Find the zeros of the function in the interval of [-2pi,2pi]
f(x)=1/2cos2x

Answer 1

`\frac12\cos2x=0\implies\cos2x=0`

Since the cosine is zero when the angle is an odd multiple of
`\frac\pi2`, you have
`2x=\pm\frac\pi2,\pm\frac{3\pi}2,\pm\frac{5\pi}2,\pm\frac{7\pi}2`.

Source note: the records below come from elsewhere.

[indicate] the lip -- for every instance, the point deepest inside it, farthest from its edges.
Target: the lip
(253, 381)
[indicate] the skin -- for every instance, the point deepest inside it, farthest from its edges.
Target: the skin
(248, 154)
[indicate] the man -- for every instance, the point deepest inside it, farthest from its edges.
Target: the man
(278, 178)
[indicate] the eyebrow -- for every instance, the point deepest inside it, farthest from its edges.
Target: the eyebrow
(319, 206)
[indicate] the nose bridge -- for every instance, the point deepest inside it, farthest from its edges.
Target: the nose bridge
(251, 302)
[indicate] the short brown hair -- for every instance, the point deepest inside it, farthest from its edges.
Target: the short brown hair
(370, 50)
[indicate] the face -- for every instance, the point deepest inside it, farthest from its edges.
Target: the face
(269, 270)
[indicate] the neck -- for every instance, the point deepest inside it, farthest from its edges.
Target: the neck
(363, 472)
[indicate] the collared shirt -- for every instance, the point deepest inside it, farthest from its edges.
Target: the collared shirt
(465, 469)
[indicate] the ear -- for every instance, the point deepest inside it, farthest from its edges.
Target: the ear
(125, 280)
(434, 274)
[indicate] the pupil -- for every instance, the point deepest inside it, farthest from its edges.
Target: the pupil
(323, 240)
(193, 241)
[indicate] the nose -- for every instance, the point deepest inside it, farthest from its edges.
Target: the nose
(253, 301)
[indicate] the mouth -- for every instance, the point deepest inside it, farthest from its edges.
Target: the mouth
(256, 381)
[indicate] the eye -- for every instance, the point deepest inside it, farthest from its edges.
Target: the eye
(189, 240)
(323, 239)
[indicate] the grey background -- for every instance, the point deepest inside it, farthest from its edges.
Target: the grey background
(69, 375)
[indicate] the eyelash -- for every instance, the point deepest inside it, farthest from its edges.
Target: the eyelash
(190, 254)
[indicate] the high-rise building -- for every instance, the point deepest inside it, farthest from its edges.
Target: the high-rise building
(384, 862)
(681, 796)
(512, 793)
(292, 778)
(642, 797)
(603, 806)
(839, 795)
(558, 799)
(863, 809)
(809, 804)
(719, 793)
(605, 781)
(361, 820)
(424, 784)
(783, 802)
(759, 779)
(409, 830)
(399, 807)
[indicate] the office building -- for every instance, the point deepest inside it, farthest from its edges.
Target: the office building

Divide both sides by 2 and you get
`x=\pm\frac\pi4,\pm\frac{3\pi}4,\pm\frac{5\pi}4,\pm\frac{7\pi}4`

Answer 2

The zeros of the function in the interval of [-2π,2π] are

`\pm (\pi)/(4),\pm (3\pi)/(4),\pm (5\pi)/(4),\pm (7\pi)/(4)`.

Explanation:

The given function is

`f(x)=(1)/(2)\cos (2x)`

We have to find the zeros of the function in the interval of [-2π,2π].

If
`\cos x=0`, then

`x=((2n-1)\pi)/(2)`

Where n is an integer.

Put f(x)=0, to find the zeroes of the function.

`0=(1)/(2)\cos (2x)`

`0=\cos (2x)`

`2x=\pm (\pi)/(2),\pm (3\pi)/(2),\pm (5\pi)/(2),\pm (7\pi)/(2)`
`[\because x\in [-2\pi,2\pi]\Rightarrow 2x\in [-4\pi,4\pi]]`

Divide both sides by 2.

`x=\pm (\pi)/(4),\pm (3\pi)/(4),\pm (5\pi)/(4),\pm (7\pi)/(4)`

Therefore the zeros of the function in the interval of [-2π,2π] are

`\pm (\pi)/(4),\pm (3\pi)/(4),\pm (5\pi)/(4),\pm (7\pi)/(4)`.